Virginia Tech 74, UNC Greensboro 51
GREENSBORO, N.C. (AP)—Now Virginia Tech can really focus on No. 1 North Carolina.
In what was a dangerous game sandwiched between an upset win over Duke and a home game against the Tar Heels, Zabian Dowdell scored 17 points and A.D. Vassallo added 16 as hot-shooting Virginia Tech beat UNC Greensboro 74-51 on Wednesday.
Dowdell and Vassallo combined to shoot 8-of-11 from 3-point range for the Hokies (12-4), who pulled away in the second half and avoided a letdown four days after an overtime win at then-No. 5 Duke and three days before the showdown with North Carolina.
“I’m really proud of our kids, their approach and how they handled this game,” Virginia Tech coach Seth Greenberg said. “Everyone said, ‘Trap game, trap game, trap game’ and ‘What are you doing playing this game?’ They handled it like a senior-oriented team, and that’s very satisfying as a coach.”
Kyle Hines scored 21 points for the Spartans (7-9), but he got little help. Hines hit 8-of-15 shooting, but the rest of the team combined to shoot 8-for-40, including 4-of-22 from 3-point range.
In its final non-conference game, Virginia Tech led by as many as 15 points in the first half.
After the Spartans got within 38-30 on Hines’ layup with 18:07 left, the Hokies went on a 17-0 run. Coleman Collins had three consecutive dunks and a layup in the spurt, and two timeouts by UNC Greensboro coach Mike Dement couldn’t stop the damage.
“We were standing there. They are pretty long and athletic guys and defend well anyway,” Dement said. “I thought we had some open shots and they didn’t go, but we also took some bad shots which started their break.”
The Spartans, who took North Carolina State to overtime before losing last week, trailed by as many as 30 points after that. UNC Greensboro shot 29 percent and committed 15 turnovers as it fell to 0-3 against Atlantic Coast Conference teams this season.
Virginia Tech can now look forward to Saturday’s home game against the Tar Heels—the first top-ranked team to visit Cassell Coliseum since Massachusetts in February 1996.
“It’s a home game and I think the crowd on Saturday will be at a fever pitch,” said Collins, who went over 1,000 career points in the second half. “Anytime the No. 1 team comes into your house, you want to put on a good performance. We always have a chance, especially at home.”
The Hokies’ win over Duke, which was their first road win over a top five team since 1962 at No. 3 Kentucky, has given Virginia Tech hopes of getting to the NCAA tournament for the first time since 1996.
The Hokies looked the part against overmatched UNC Greensboro—their athleticism, fullcourt pressure and guard play caused the Spartans fits. Virginia Tech hit 10 of its first 14 3-pointers and shot 48 percent from the field as it moved to 4-0 all-time against UNC Greensboro.

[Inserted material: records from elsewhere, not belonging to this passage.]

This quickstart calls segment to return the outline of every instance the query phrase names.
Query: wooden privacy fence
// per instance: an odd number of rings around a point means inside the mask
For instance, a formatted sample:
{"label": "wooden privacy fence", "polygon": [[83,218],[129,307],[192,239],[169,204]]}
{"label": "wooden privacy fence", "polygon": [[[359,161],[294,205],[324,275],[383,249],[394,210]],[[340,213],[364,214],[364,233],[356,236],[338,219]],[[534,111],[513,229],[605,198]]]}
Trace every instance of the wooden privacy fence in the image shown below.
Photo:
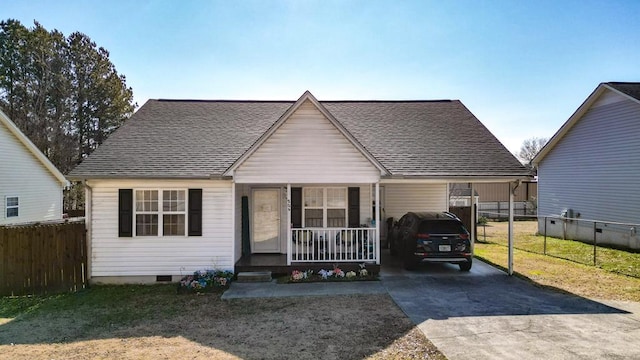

Hines was nearly a one-man show for the Spartans. While he shot 6-for-13 in the first half, his teammates combined to go 0-for-14 until Kendall Toney’s 3-pointer with 30 seconds left in the first half cut Virginia Tech’s lead to 36-24.
The 6-foot-6 Hines was double-teamed most times he received the ball in the post, but he was often forced to throw up shots anyway. The junior scored 20 or more points for the 19th time in the past 37 games, and Greenberg called him the best low post scorer they’ve played this season.
“It’s a little flattering, but at the end of the day we still lost,” Hines said.
The game was played at the Greensboro Coliseum and a local tourism committee donated $27,544 from ticket proceeds the help Eastern Guilford High School, which was destroyed by a fire in November. Students from the high school served as Virginia Tech’s pep band.
“They had their band here playing for us. To do that after they lost their school, wearing our shirts, I thought that was pretty cool,” Greenberg said. “It didn’t go unnoticed.”